Озадаченная Александра задала несколько вопросов и выяснила детали. Сергей Петрович вернулся от друга, чуть не насильно его угостившего, около часа назад. Точнее он сказать не мог, так как ни часов, ни телефона у него давно не водилось. Поднявшись на два лестничных пролета, старый реставратор вдруг почувствовал себя так плохо, что был вынужден присесть на ящик в углу под окном. Сколько Сергей Петрович там просидел, он опять же сказать не мог, потому что задремал. Разбудил его проходивший мимо мужчина. Тот впотьмах ушиб ногу об угол ящика, выругался и спросил, есть ли тут кто?

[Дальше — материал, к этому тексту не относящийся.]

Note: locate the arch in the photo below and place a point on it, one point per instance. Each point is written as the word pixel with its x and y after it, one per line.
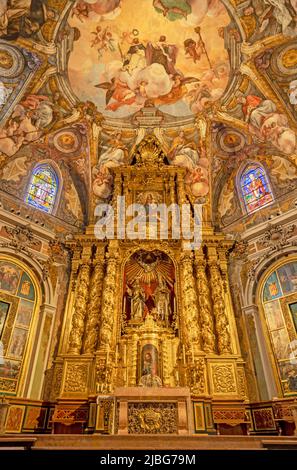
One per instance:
pixel 44 187
pixel 252 308
pixel 277 296
pixel 254 188
pixel 38 330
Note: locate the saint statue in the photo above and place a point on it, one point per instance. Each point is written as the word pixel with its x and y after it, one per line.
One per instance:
pixel 137 301
pixel 162 301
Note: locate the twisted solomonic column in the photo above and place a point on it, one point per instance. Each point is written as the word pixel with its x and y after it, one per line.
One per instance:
pixel 207 322
pixel 108 314
pixel 190 307
pixel 80 308
pixel 93 319
pixel 219 310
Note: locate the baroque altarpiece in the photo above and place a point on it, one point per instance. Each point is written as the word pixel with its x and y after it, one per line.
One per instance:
pixel 108 105
pixel 151 314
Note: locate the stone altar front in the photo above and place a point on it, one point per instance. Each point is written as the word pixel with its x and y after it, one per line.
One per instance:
pixel 160 410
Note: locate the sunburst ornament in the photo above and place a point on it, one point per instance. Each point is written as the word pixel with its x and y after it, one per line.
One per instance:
pixel 149 153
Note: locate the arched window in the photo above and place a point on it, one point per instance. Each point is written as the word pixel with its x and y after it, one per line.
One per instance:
pixel 43 188
pixel 18 300
pixel 279 300
pixel 255 188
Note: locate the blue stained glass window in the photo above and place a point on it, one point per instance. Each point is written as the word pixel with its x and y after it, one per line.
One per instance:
pixel 255 188
pixel 43 188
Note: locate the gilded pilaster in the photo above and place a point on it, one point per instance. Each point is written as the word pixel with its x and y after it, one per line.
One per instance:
pixel 93 319
pixel 190 308
pixel 80 308
pixel 219 310
pixel 207 323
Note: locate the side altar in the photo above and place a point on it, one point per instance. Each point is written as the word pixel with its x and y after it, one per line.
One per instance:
pixel 149 318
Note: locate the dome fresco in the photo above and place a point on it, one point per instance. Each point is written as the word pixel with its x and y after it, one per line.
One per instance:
pixel 164 53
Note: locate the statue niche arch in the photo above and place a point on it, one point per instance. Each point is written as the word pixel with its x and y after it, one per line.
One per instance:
pixel 149 320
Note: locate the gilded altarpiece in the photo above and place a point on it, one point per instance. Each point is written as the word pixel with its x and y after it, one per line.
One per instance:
pixel 150 312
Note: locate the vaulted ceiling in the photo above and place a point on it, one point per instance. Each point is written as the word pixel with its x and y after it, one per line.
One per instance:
pixel 82 82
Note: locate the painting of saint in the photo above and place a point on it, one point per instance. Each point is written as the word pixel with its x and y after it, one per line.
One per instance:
pixel 274 315
pixel 267 123
pixel 288 373
pixel 22 18
pixel 9 277
pixel 141 60
pixel 272 289
pixel 29 119
pixel 18 342
pixel 288 277
pixel 24 313
pixel 26 288
pixel 4 309
pixel 149 375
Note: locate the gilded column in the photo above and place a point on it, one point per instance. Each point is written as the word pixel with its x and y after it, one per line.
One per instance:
pixel 108 314
pixel 181 187
pixel 219 310
pixel 80 307
pixel 92 326
pixel 190 308
pixel 204 301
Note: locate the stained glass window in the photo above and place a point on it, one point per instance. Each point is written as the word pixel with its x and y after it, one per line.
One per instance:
pixel 255 188
pixel 43 188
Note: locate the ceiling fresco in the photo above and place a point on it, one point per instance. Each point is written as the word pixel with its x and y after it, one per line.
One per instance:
pixel 163 53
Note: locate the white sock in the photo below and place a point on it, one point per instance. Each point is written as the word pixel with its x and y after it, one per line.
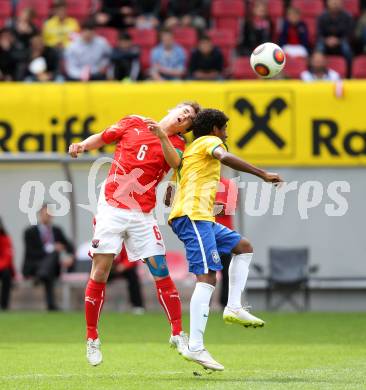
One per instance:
pixel 199 309
pixel 238 275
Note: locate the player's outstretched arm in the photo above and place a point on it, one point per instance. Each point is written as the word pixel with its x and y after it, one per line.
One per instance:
pixel 238 164
pixel 93 142
pixel 170 154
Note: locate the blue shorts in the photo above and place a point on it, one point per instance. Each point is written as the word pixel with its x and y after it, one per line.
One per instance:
pixel 204 241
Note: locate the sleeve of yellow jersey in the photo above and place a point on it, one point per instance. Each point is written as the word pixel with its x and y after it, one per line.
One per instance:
pixel 211 143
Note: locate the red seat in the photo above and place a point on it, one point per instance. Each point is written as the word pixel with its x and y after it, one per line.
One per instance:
pixel 309 8
pixel 311 24
pixel 352 6
pixel 294 66
pixel 338 63
pixel 145 58
pixel 228 14
pixel 225 40
pixel 109 33
pixel 275 10
pixel 227 8
pixel 241 69
pixel 5 9
pixel 222 38
pixel 41 7
pixel 144 38
pixel 78 9
pixel 359 67
pixel 186 37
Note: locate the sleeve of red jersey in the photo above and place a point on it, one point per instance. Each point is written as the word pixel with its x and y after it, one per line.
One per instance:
pixel 115 132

– Я посоветовал осторожнее бегать, ступеньки-то не в порядке, недолго ногу сломать. Тогда он извинился и спросил о тебе. Как пройти, дома ли ты? Я его послал наверх. Сказал – в мансарде железная дверь.

– И он не спустился оттуда? – взволнованно спросила Александра.

– Разве что я опять задремал… – усомнился Сергей Петрович. – Да нет, я уж не спал. Сердце разболелось. Потом ты пришла.

– Побегу, может, еще застану! – Александра открыла дверь. – А к вам утром загляну. Принесу чаю. Надеюсь, на опохмелку у вас денег нет? И очень хорошо!

Попрощавшись, женщина торопливо пошла вверх по лестнице. Поднявшись на четвертый этаж, поравнялась с двумя запертыми нежилыми мастерскими и остановилась. Александра прислушивалась, вглядываясь в темноту. Наверху было мертвенно тихо и черно. Ни шороха, ни вздоха, ни огонька сигареты. До этой секунды она думала о Лыгине, ей почему-то показалось, что ждать ее может только он. Но сейчас женщина спросила себя, откуда у нее взялась такая уверенность?

Ей оставалось миновать последний отрезок лестницы – длинный, самый крутой, с грохочущими железными ступенями. «Почему я решила, что там Лыгин? Почему вообразила, что он будет искать встречи?» Внезапно увлажнившимися пальцами она тронула кнопку нагрудного кармана куртки. Там лежала подвеска из темного металла. Бафомет, двуликое божество Жака де Моле. «Лыгин должен прийти за подвеской!»

– Это вы, Дмитрий Юрьевич? – струсив, негромко окликнула она темноту.

Ответа не последовало.

– Есть там кто, наверху?

На дне сумки по-прежнему болтался фонарик, но батарейки она так и не заменила. «Сергей Петрович просто заснул и не слышал, как тот человек ушел. Зачем стоять и ждать столько времени в темноте, на холоде?»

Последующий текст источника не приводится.